During our next stop, at the small town of Goritsy, I went off to visit the monastery of Ferapontovo. Its frescoes, painted by Dionysii, one of the greatest Russian icon-painters, are still intact, but tour groups are seldom taken there. The driver who took me to Ferapontovo had served for 15 years in the army, guarding the Finnish frontier. I asked him if he felt upset by the break-up of the country he had served. He said he did, but that perhaps it was better that Russia should stand on its own rather than be bled by the Central Asian republics. He then asked what I thought. He seemed entirely happy with my answer: that I was glad the Soviet Union had split up, but that I would like to see Russia powerful and well-governed. My guess is that most Russians are no more mafiosi or die-hard communists than they are committed reformers; like this taxi-driver, they feel regret for the past, accept the need for change, but wish it could be carried out more effectively and justly.

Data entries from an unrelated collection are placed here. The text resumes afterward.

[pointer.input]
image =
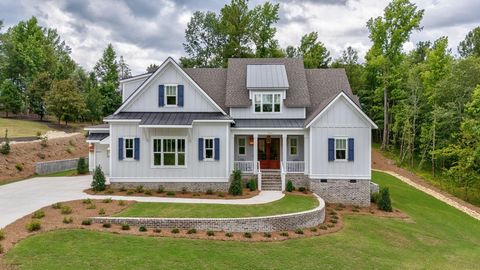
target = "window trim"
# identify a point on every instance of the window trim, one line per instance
(290, 145)
(244, 146)
(335, 149)
(205, 149)
(152, 152)
(273, 102)
(165, 95)
(125, 148)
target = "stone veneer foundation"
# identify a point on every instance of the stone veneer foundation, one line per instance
(306, 219)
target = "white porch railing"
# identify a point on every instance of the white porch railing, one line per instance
(243, 166)
(259, 176)
(295, 166)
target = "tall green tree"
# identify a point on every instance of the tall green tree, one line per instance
(41, 84)
(388, 35)
(471, 44)
(10, 98)
(65, 101)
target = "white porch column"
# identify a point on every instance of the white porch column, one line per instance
(255, 153)
(284, 151)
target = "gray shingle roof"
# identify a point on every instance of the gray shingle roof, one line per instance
(97, 136)
(269, 123)
(236, 89)
(267, 76)
(324, 85)
(167, 118)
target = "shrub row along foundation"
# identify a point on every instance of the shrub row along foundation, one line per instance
(306, 219)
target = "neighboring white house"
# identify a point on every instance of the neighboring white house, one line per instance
(270, 118)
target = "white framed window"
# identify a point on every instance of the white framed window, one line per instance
(208, 149)
(171, 97)
(129, 148)
(341, 149)
(168, 152)
(293, 148)
(242, 146)
(267, 102)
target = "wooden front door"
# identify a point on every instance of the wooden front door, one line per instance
(269, 153)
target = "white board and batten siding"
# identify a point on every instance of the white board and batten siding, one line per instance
(147, 99)
(195, 171)
(340, 120)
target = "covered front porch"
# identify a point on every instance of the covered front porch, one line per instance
(257, 152)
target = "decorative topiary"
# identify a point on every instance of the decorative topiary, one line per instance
(384, 202)
(290, 186)
(236, 184)
(82, 167)
(98, 183)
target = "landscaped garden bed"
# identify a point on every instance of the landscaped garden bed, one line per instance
(140, 191)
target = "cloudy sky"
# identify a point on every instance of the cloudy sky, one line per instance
(148, 31)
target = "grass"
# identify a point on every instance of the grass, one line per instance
(288, 204)
(21, 128)
(58, 174)
(436, 236)
(440, 180)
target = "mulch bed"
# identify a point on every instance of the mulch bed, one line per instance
(178, 194)
(82, 210)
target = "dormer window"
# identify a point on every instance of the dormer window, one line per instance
(171, 95)
(267, 102)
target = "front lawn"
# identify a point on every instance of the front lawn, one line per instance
(288, 204)
(21, 128)
(436, 236)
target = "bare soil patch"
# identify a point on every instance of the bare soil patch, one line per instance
(28, 153)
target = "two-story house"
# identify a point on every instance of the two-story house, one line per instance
(270, 118)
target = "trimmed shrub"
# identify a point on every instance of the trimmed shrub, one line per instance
(19, 167)
(56, 205)
(67, 220)
(252, 185)
(38, 214)
(82, 167)
(98, 183)
(236, 188)
(34, 225)
(66, 210)
(384, 202)
(87, 222)
(107, 200)
(290, 186)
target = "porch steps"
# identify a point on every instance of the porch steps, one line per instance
(271, 181)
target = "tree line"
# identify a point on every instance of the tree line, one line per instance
(425, 101)
(38, 76)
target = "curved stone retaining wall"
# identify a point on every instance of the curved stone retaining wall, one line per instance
(310, 218)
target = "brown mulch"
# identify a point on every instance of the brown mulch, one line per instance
(178, 194)
(380, 162)
(28, 153)
(53, 220)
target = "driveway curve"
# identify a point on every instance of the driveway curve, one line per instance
(24, 197)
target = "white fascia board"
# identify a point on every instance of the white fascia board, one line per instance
(342, 94)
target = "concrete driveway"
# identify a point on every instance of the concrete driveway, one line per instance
(21, 198)
(24, 197)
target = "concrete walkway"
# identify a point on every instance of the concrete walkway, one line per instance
(24, 197)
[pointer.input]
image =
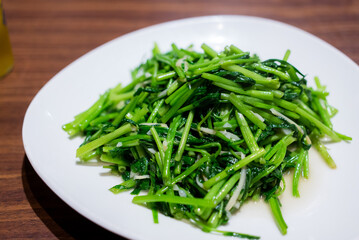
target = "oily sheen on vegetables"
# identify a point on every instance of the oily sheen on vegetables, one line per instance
(200, 133)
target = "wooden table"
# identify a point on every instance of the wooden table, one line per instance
(47, 35)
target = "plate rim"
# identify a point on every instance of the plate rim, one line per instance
(206, 18)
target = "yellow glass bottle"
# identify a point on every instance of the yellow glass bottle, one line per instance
(6, 57)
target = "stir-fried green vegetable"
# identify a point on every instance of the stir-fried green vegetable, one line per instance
(203, 132)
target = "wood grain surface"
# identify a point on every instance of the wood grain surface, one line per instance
(47, 35)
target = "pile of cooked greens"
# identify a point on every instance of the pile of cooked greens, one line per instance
(203, 132)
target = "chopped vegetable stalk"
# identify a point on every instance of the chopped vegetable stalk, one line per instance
(203, 132)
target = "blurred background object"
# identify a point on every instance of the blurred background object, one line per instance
(6, 58)
(47, 35)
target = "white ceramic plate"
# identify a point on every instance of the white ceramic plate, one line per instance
(328, 207)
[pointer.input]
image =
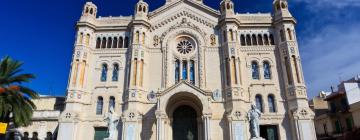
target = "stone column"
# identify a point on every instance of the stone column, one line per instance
(160, 118)
(207, 131)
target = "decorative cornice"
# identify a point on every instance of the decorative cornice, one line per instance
(165, 7)
(257, 48)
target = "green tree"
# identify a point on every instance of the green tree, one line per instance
(15, 99)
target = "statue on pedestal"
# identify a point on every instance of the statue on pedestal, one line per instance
(112, 121)
(254, 117)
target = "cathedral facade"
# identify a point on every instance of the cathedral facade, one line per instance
(187, 71)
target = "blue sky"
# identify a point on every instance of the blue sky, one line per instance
(41, 33)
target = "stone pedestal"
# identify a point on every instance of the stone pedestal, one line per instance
(259, 138)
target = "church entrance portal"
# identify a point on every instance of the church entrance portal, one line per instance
(269, 132)
(185, 123)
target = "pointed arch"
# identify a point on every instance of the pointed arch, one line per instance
(260, 40)
(104, 69)
(259, 102)
(266, 39)
(112, 102)
(271, 103)
(255, 70)
(109, 43)
(103, 43)
(115, 45)
(98, 43)
(99, 105)
(242, 40)
(254, 40)
(115, 74)
(121, 42)
(126, 42)
(248, 40)
(267, 70)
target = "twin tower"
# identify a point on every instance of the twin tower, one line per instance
(186, 71)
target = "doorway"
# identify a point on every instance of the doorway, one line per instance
(269, 132)
(185, 123)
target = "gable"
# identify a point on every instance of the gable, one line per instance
(184, 8)
(183, 86)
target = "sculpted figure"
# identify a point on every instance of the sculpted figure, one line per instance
(112, 120)
(213, 39)
(254, 117)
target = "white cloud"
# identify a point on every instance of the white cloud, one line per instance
(333, 53)
(339, 4)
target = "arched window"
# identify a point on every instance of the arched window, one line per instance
(26, 135)
(224, 36)
(99, 106)
(143, 38)
(121, 43)
(254, 40)
(260, 40)
(242, 40)
(255, 70)
(192, 72)
(267, 70)
(144, 9)
(49, 136)
(137, 37)
(35, 136)
(259, 102)
(115, 76)
(126, 42)
(98, 43)
(141, 68)
(87, 40)
(296, 68)
(290, 34)
(109, 42)
(140, 9)
(271, 102)
(228, 71)
(103, 43)
(80, 38)
(104, 69)
(282, 35)
(288, 71)
(184, 70)
(112, 102)
(272, 42)
(115, 43)
(266, 39)
(231, 35)
(248, 40)
(177, 71)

Our group was being shown round a wooden church on the island of Kizhi in Karelia. Someone asked a question about the average age of the congregation. Unexpectedly, a young priest answered in perfect English. What was remarkable was not the content of his answer-that half the congregation was under 25-but the authority with which he spoke. I have read that many Orthodox priests are uneducated and xenophobic. Was he the only exception? Churches in both Novgorod and Petersburg seemed full of people of all ages, the singing was superb, and most people contributed to the collection.
My colleague and I visited Anna Trifonova, a Novgorod art historian. For five years she and her colleagues have been working on restoring the frescoes of the Church of the Dormition at Volotovo Field, which had been razed to the ground during the war. The restorers have filled thousands of little drawers, each with fragments from a particular part of the church. About 250,000 of these fragments have been cleaned, 400,000 are yet to be cleaned, more are still being collected. Most of these fragments are one to two square millimetres in size. Every fresco in the church had been photographed before the Revolution, and the restorers are now beginning to lay out the fragments on top of photographs which have been enlarged to life-size. The scale of the task seems superhuman. But then it has often been said that Russians are better at superhuman tasks-like sending the first Sputnik into space-than at making a success of everyday life.
The restorers were not doing this work for money; for the last three years they have had to finance the project themselves. They are doing what they can to restore a country which has itself been shattered into fragments, first by communism and then by the collapse of communism. Like social workers I met, like the academics who are trying to establish reliable texts of works by Platonov and other previously censored writers, like a group of teachers who are editing new school textbooks on Soviet literature, like the thousands of Russians who have written memoirs of their experiences under Stalin, these restorers want to restore both themselves and their country.